With so many prying eyes and public bullying going on in the world today it is no wonder that most people we work with want to keep their identity and personal information private? They want to keep their personal information out of the prying eyes of their friends, family or even the general public? You may be an entrepreneur opening a new business and you do not want your personal information disclosed to consumers, creditors, or someone who might eventually become unhappy with the company. Without taking steps to maintain your privacy everyone will be able to find where you live and what you own. Many clients ask me if there is a way to protect their privacy as there are so many publicly published documents involved in any business or real estate transaction. Corporate filings, Annual Reports, Deeds, Deeds of Trust, the list goes on and on. What can you do?
First, while no one can guarantee that someone, with enough money and time or through paid data scrapping tools, will not be able discover your identity however, with careful planning you can come close. Depending on how “private” you want to be, through effective planning we can almost make you disappear from public record. Let us give you a scenario. You are involved in a real estate transaction and you are a famous actor, singer, athlete, or just someone concerned with their safety or privacy and you do not want your identity to be disclosed. What do you do? Do you give someone a power of attorney? Maybe you should use a trust? Well, both of these are generally bad ways to go. First, if you use a POA, your name is still listed in the filing and as to a trust, many states require you to disclose the identities of the trustees and or beneficiaries with the filings. So how can we protect your unanimity?
The best way to see what is needed to maintain your privacy is to look backwards at the transaction. Let’s further examine the above mentioned real estate purchase. The first step is to determine how you should take title to the property. What we do know is that you do not want to hold it personally, and a trust is also out of the question, so maybe you could use a corporation to hold the property. Well, unfortunately, this would more than likely have negative tax implications and more importantly, this would not maintain your privacy as every year you would have to file an annual report with the state’s secretary of state’s office listing the officers and directors of the company. So, in most situations that would be out.
What about a limited liability company (LLC)? Would that be the solution? In and of itself, probably not. While in many cases this is a great idea as the LLC can be disregarded for income tax purposes and reducing adverse tax consequences, however most states require you to list all of the members and managers of the company. If you intend to be one of the owners or managers of the company, your identity is blown.
Don’t be alarmed though, although most states require the disclosure of the LLC’s managers and members, a few states do not. Thus, we have a loophole to work this problem through. Although we must list the members and managers of the LLC in one state, what if that LLC is owned and managed by another out of state LLC in a location that does not require such disclosure? Say you are buying property or forming a new business in California. When we file for the formation of the California LLC the member and manager would be listed as a separate out of state LLC, which we formed in a jurisdiction that does not require such disclosure. If someone wants to see who owns that underlying LLC, they will have to look it up in that state’s corporation commission website, and what would they find …. nothing. The only two things that would be listed is the attorney, as the “Organizer”, and the statutory agent. If someone would contact the statutory agent, the only thing they could disclose is that the attorney hired them. If those nosey people or creditors contact your attorney, the attorney should say that the information is protected under attorney v. client privilege. An additional benefit is that the client can still own the out of state LLC in their family trust which maintains the integrity of their current estate plan.
So, to sum it up, if someone searched corporate records in both states they will not be able to find your identity! While this takes care of someone finding out who owns the company(ies), what about recorded documents? When someone buys, or sells a house, there are a lot of documents to sign, some of which may show up in public record.
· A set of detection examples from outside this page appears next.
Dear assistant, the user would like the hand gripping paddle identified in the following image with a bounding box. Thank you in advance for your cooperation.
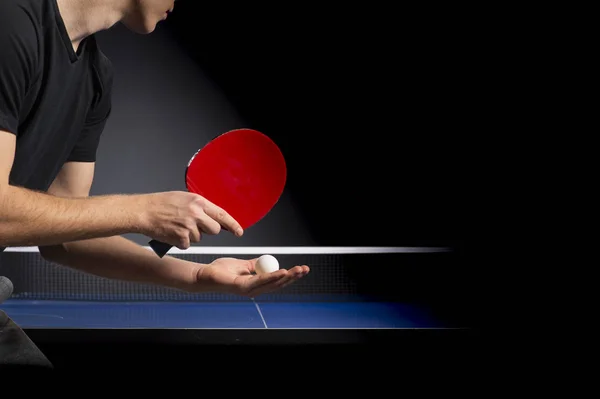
[149,129,287,258]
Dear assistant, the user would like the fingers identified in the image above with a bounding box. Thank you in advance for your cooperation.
[204,199,244,237]
[247,262,310,297]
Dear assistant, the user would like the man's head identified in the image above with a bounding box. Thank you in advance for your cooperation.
[121,0,175,34]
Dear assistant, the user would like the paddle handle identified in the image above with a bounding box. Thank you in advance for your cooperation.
[148,240,173,258]
[0,276,13,303]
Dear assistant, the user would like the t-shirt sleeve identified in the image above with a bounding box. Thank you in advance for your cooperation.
[67,50,113,162]
[0,1,38,135]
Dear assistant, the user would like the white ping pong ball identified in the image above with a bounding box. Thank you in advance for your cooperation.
[254,255,279,274]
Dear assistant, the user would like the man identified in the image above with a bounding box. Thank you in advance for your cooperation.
[0,0,309,368]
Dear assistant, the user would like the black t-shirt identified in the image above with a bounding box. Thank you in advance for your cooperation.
[0,0,112,191]
[0,0,113,252]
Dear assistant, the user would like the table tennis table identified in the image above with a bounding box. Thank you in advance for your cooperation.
[0,248,472,372]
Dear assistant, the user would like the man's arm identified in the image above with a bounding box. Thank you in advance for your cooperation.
[40,162,202,290]
[0,131,149,247]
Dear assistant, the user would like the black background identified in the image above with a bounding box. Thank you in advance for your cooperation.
[160,1,477,247]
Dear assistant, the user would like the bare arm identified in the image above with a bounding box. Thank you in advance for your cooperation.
[0,131,142,247]
[40,162,202,290]
[0,131,243,249]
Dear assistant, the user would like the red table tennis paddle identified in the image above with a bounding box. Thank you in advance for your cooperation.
[149,129,287,258]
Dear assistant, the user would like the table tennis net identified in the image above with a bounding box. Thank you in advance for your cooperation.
[0,251,356,301]
[0,247,447,302]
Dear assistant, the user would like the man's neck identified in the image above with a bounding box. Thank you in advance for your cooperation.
[56,0,129,51]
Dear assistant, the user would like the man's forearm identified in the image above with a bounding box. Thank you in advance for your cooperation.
[40,237,202,291]
[0,185,142,247]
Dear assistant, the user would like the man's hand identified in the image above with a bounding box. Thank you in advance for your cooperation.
[139,191,243,249]
[196,258,310,298]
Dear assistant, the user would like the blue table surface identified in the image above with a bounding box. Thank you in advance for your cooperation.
[0,298,444,329]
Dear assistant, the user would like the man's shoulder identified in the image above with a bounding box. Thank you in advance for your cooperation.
[89,35,114,87]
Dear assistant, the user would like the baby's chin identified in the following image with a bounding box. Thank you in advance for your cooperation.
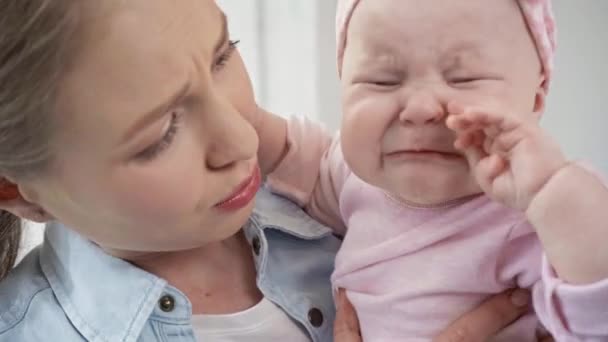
[378,168,481,207]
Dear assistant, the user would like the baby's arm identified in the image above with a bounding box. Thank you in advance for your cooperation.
[256,112,349,234]
[447,106,608,284]
[526,163,608,284]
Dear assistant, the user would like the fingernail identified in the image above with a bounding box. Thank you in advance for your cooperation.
[511,290,530,307]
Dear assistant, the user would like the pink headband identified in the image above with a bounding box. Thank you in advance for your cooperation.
[336,0,555,90]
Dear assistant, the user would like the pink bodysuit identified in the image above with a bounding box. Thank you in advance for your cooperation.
[268,118,608,342]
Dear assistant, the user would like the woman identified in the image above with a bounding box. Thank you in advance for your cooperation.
[0,0,525,342]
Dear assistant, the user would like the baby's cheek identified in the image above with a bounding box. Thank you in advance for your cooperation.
[341,92,396,181]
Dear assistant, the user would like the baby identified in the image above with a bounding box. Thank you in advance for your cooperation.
[255,0,608,341]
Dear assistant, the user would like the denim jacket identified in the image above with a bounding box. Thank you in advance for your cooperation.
[0,190,340,342]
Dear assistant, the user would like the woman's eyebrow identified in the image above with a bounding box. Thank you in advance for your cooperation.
[121,82,190,143]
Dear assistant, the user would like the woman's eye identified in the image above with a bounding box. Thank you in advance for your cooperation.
[213,40,240,71]
[135,112,181,162]
[367,80,401,88]
[450,77,483,83]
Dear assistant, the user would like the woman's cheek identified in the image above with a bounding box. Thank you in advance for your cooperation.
[115,142,205,223]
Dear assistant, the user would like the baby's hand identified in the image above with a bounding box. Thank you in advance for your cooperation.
[446,104,567,211]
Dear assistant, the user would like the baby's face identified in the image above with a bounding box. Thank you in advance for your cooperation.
[342,0,544,205]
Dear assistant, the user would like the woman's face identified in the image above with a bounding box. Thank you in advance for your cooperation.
[30,0,258,257]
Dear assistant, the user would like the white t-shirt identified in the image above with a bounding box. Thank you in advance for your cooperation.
[192,298,311,342]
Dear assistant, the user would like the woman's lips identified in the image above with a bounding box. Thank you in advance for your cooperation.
[215,165,262,211]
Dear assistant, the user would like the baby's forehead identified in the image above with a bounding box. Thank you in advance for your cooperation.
[347,0,527,53]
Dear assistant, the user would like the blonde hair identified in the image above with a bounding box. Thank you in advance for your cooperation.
[0,0,82,279]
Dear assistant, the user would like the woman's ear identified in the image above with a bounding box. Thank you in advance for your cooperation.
[0,178,53,223]
[532,75,547,120]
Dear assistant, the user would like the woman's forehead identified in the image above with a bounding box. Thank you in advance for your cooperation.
[59,0,224,131]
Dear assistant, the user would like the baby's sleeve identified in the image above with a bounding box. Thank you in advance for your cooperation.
[533,257,608,342]
[499,222,608,342]
[266,117,350,235]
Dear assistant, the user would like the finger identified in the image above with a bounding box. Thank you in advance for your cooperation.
[434,290,530,342]
[454,130,483,151]
[477,154,507,185]
[334,289,361,342]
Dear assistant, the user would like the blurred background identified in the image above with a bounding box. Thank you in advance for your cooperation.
[19,0,608,260]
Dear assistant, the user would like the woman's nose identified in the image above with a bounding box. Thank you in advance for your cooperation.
[205,105,258,170]
[399,90,445,125]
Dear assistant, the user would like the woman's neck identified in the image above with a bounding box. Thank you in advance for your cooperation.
[131,232,262,314]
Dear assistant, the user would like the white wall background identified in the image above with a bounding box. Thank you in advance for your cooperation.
[16,0,608,258]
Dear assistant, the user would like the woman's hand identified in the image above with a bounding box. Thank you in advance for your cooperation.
[334,290,552,342]
[334,289,362,342]
[434,290,530,342]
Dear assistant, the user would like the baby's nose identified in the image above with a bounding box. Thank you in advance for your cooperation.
[399,91,445,125]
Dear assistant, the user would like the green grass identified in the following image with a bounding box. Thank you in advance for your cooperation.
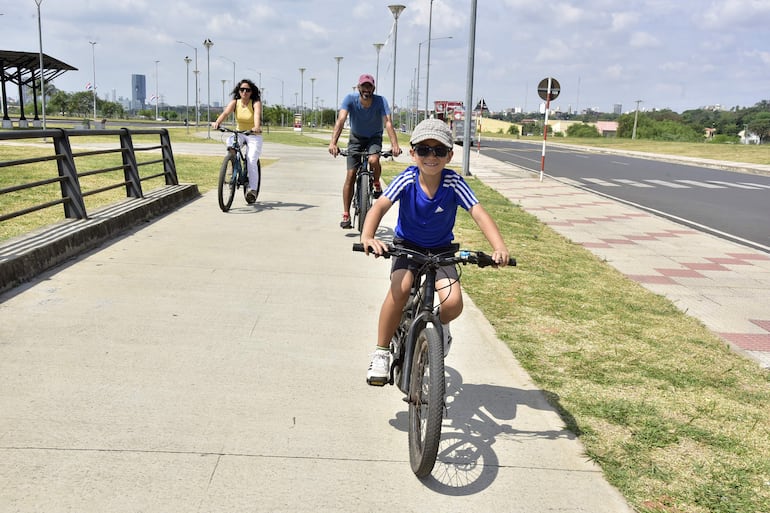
[448,179,770,513]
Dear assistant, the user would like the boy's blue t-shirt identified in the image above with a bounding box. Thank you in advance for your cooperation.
[383,166,479,248]
[340,93,390,139]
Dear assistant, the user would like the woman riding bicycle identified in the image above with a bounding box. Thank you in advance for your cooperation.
[361,119,509,381]
[211,78,262,203]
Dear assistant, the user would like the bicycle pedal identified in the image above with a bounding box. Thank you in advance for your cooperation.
[366,378,388,387]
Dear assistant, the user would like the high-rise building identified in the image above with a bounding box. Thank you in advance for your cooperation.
[131,75,147,110]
The type and amount of documentation depends on if the transaction is cash or a financed purchase.
If it is a cash purchase, we can easily manage the situation. What most of most clients do is list their attorney as a manager of either one of the LLCs. In doing so, their attorney can sign the contract, Closing Statement, Affidavit of Disclosure, or any other document needed throughout the process. This keeps their names off of any document related to the sale. Even if someone is very clever and looks at all of the documents at the county Recorder’s office, or even if they rifle through your files, or the title company’s, they would not see your name, address, or identity anywhere. It is like you are a ghost.
What if you want to finance the transaction? This does become trickier, and a little more expensive, but depending on the lender’s requirements, this too can also be solved. Depending on how sophisticated the lender is, you can generally have two options. First, some lenders will allow you to use the above structure, underwrite the loan as a commercial purchase allowing their attorney to sign all of the loan documents, except the personal guarantee, which will only be evidenced in the lender’s file.